He always wanted to be a doctor, but there was a moment when he could have turned aside to other needs. Karel Peña González is 31 years old, is a doctor, a specialist in Anesthesiology and Reanimation, and works at the Ernesto Guevara hospital, in Las Tunas.
Turin, Italy.- Single, without children. He lives with his 71-year-old mother and has no siblings. She raised him alone, and it wasn't easy. "My mom spent a lot of work," she tells me, "she did a lot of things, and I did my jobs, helped my cousins in the fields and they paid me. I had an uncle who cared a lot about me. I grew up in the field, on a farm; it was a family of farmers."
"Later, with my former wife, who is now a stomatologist, we worked a piece of land, because we wanted to be independent while we studied. I always wanted to help my mom, take responsibilities away from her. Although in medical school little is needed, they gave you everything, food, books, uniforms; you spent fewer clothes, but yes, there are always needs. Now I am a doctor, and I have a stable salary.”
He was not a model student in the Pre, although he got good grades. And at some point, he wanted to take a shorter path, but fate stopped him: he signed up as a social worker, and his reputation as undisciplined, well earned then, made him seem like a bad candidate. “In the end, they did me a favor, because the following year I applied for Medicine, I had finished with very good grades, my degree came and I did it smoothly, and I automatically obtained residency in Anesthesia, where I had already done an assistantship."
It was not luck, he built his own. He took advantage of the opportunities given to him. In 2017, when he was in his fourth year of residence, he served for six months in Venezuela, in the State of Zulia. "In Venezuela, I left many friends;" he recalls, "I still have those friends, the coordinator, a native of Caimanera, is a tremendous person, we made a good friendship, and also Venezuelans, who are more like us than the Europeans. We did more than 250 surgeries. The most important part of that mission was the experience I acquired - because I had to work alone - the friendships I left, to know the State of Zulia, part of Venezuela, its history.” His mom suffered that separation. These were difficult days; the Bolivarian government faced a strong onslaught from a paid and led counterrevolution by the United States, which carried out guarimbas, and public lynching. She got sick of the nerves.
When they called him to ask if he agreed to fulfill another mission, he was in "Amancio," a distant municipality of Las Tunas in more than 100 kilometers. He had to return earlier than planned, because the next day a taxi would come to the door of his house to pick him up. What was said then about the pandemic in Italy was terrible, between 600 and 800 deaths a day, "imagine, when I tell my Mom that I am leaving for Italy, she opened her eyes like that, but said nothing." He was almost the last person to join the brigade (the last one was me).
“Here the medical experience has been very enriching.
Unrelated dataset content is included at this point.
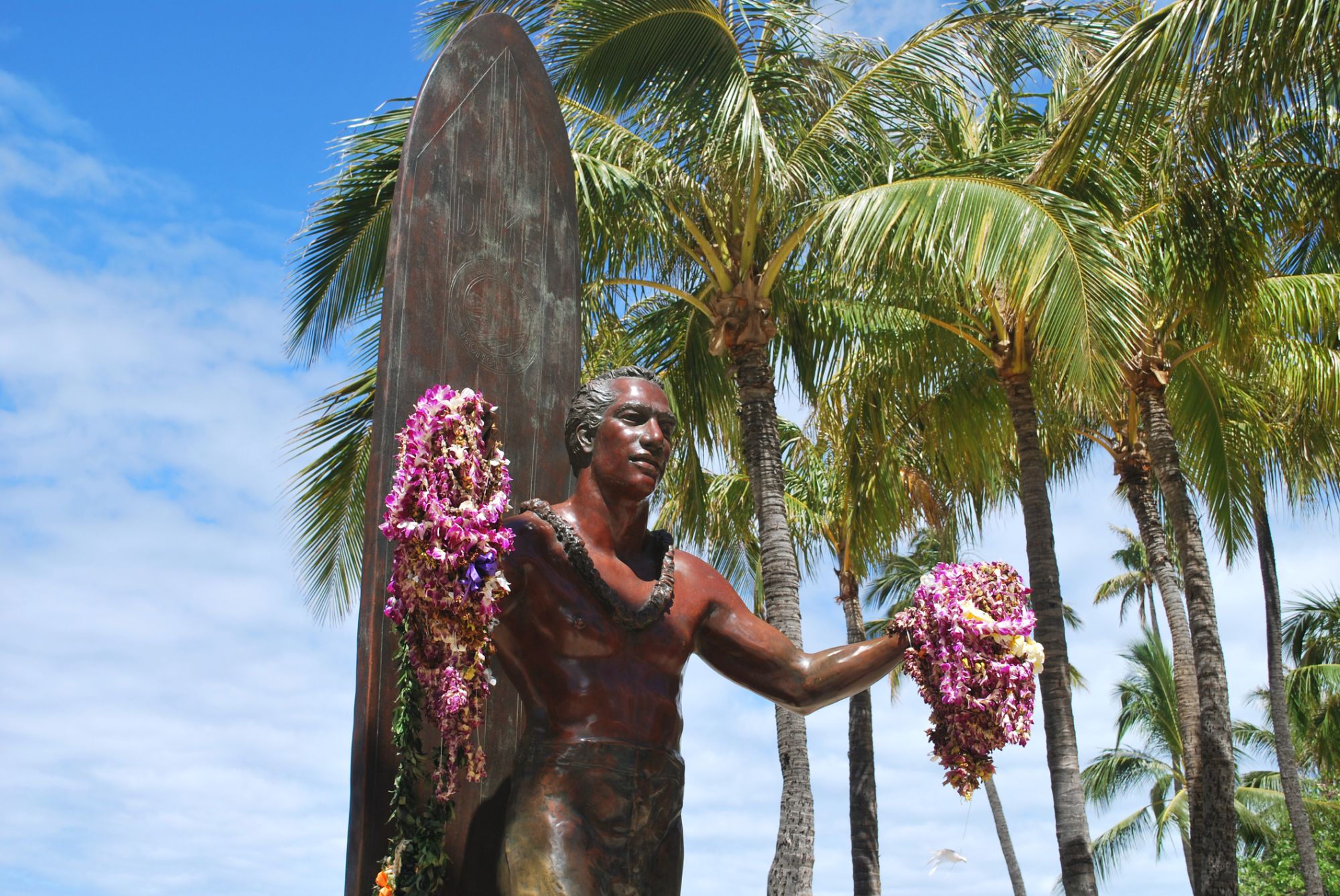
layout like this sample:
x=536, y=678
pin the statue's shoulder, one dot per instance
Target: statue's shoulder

I have had the opportunity to compare myself with them, we always comment on whether or not we are good doctors, what we lack and what we have in Cuba. I was able to compare myself with First World doctors, who do Medicine with more technology, with more economy than us; and I concluded that we are very good doctors with what we have, we are doctors who feel the patients a lot and they feel very grateful, they are surprised because they do not expect it, and in these months they have incorporated this way of doing Medicine a bit into their work. I have learned something from new technologies; we incorporate that knowledge quite well. Friends are left here in Turin, there is a large community of Cuban-Italians concerned about us. I leave many Italian friends, the young doctors who worked with us; we have very good relations with everyone.”
So I commented on the perception that exists in Cuba of Cuban doctors and nurses in Italy: "We have seen how they received those who were in Crema; sometimes one believes that we do less and people see something else. When you adapt to everyday work, you say, well, we are doing our job. The only peculiarity is that all our patients tested positive for the COVID-19, that is what people see as heroic, the risk that you are taking… But yes, anyway they receive us, we will thank them. At least me, and I think it is the feeling of all the comrades, we already want to be in the Homeland, to be with the family again.”